I also read this article previously and was somewhat dismayed by being shot down an and asked to try another LBC office.

There's also an LBC link that tells you not to hand off your documents outside of Manila and that the offices that will handle passports are only located in and around Manila.

Air21 works in conjunction with FedEx. But in my region I tried to find an office but they were more like storage rooms so I used the Air21 contact number only (correct Zep) at the US Embassy and all went well including tracking numbers with my passport renewal.


----------



## freebiefan (Nov 11, 2020)

I wouldnt use LBC for anything. 
Tried sending an envelope to London with LBC ....they hummed and hawed on their pc for 10 minutes and then said " is that London Canada ?... 
I replied "no its the other one, the more well known one"... They replied " Sir we cant find it" I replied Thanks and went to DHL.


----------



## Lunkan (Aug 28, 2020)

freebiefan said:


> I wouldnt use LBC for anything.
> Tried sending an envelope to London with LBC ....they hummed and hawed on their pc for 10 minutes and then said " is that London Canada ?...
> I replied "no its the other one, the more well known one"... They replied " Sir we cant find it" I replied Thanks and went to DHL.

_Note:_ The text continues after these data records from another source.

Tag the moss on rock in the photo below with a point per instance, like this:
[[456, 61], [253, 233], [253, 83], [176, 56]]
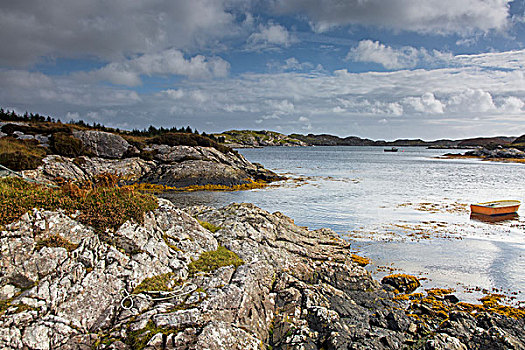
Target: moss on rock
[[212, 260]]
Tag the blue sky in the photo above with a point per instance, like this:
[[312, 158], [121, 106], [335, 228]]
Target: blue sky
[[380, 69]]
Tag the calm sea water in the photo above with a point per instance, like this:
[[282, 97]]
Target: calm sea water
[[406, 211]]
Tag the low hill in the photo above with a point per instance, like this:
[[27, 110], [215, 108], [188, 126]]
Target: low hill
[[251, 138]]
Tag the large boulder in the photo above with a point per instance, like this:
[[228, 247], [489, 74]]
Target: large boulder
[[102, 144]]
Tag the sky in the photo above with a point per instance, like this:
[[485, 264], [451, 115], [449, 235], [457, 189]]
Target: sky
[[379, 69]]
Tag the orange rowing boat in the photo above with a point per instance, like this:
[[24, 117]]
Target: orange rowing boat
[[496, 207]]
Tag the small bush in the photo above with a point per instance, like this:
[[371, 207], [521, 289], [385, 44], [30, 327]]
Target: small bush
[[20, 154], [209, 226], [66, 145], [100, 207], [211, 261], [36, 128]]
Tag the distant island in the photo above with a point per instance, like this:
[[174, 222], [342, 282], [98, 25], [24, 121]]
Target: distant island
[[264, 138]]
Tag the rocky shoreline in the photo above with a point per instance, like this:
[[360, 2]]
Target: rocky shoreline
[[249, 280], [498, 155], [235, 277], [80, 155]]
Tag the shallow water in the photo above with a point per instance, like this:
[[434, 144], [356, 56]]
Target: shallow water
[[407, 211]]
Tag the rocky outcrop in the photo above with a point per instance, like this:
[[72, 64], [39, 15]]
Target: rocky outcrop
[[297, 289], [103, 144], [174, 166], [251, 138], [86, 168], [496, 153]]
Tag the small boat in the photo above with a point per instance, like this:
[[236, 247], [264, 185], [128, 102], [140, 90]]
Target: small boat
[[495, 208]]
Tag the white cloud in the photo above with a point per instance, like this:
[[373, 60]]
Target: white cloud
[[427, 103], [340, 102], [390, 58], [471, 100], [109, 30], [270, 36], [165, 63], [512, 105], [425, 16]]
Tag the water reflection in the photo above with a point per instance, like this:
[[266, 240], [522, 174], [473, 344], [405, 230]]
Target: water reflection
[[408, 209]]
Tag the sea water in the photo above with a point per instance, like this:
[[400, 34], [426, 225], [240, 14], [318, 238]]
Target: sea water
[[406, 211]]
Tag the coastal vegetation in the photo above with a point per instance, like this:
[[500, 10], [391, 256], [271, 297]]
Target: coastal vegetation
[[55, 137], [21, 154], [212, 260], [102, 204]]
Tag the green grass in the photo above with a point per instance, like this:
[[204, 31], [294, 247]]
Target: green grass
[[209, 226], [100, 206], [212, 260]]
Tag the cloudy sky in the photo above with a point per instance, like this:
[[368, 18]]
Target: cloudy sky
[[372, 68]]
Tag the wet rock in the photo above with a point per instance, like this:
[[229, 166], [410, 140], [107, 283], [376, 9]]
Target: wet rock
[[297, 289], [403, 283]]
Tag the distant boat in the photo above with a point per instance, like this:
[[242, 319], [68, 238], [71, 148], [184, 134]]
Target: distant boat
[[496, 207]]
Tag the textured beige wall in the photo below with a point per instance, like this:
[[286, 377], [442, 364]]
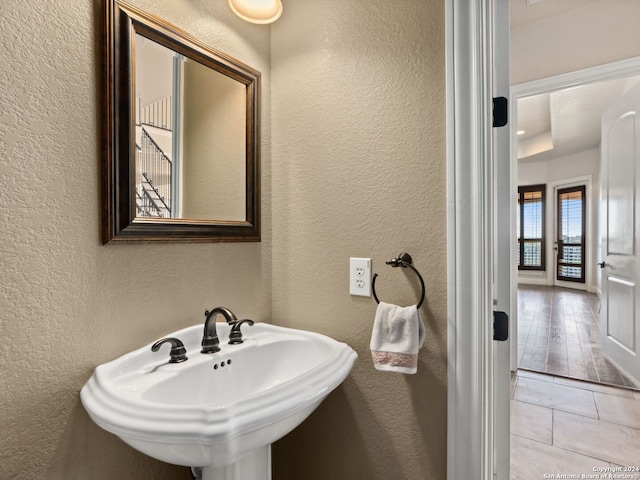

 But they didnt thought it was London, USA!   
For foreigners living in Phils with kids in school age, its scary how common it is Filipinos believe European *countries* as Sweden and even Greece are parts of USA... 
And almost no Filipino cant count even the simplest percent, not even many teachers!!! 
Perhaps they are to occupied in school, exersice to some of the common performances  I DONT mean showing knowledge performances but such as Sweden have ONE time per year in Elementary school at the last day, while Phils even have beauty contests for small kids  
In one school teacher told parents to small kids to do the education assignments *themselves* 🤣 NOT guiding the kids, because the kids were long time occupied with exersise to such performance!!!


----------



## M.C.A. (Feb 24, 2013)

freebiefan said:


> I wouldnt use LBC for anything.
> Tried sending an envelope to London with LBC ....they hummed and hawed on their pc for 10 minutes and then said " is that London Canada ?...
> I replied "no its the other one, the more well known one"... They replied " Sir we cant find it" I replied Thanks and went to DHL.


I heard this before and it might have been from you Freebiefan. So was this LBC courier in a larger city or a provincial area?

Another note is that some of the workers have fake High School degrees, it's a requirement now to have at least a minimum of a High School degree but like every requirement and red tape bureaucratic response it slows nobody down from obtaining a job. The LBC spot in our Municipality, they have limited English.


----------



## M.C.A. (Feb 24, 2013)

Another big surprise for me is that certain courier offices are open until 10 pm. I used Air21 in the Walmart complex or mall in Sta Rosa Laguna. The local courier services in our area close at 5 pm and like I mentioned previously most won't handle passports or important documents.

My travel timeline is 6hrs back and forth from this complex, I've had to travel2 times now within a month.


----------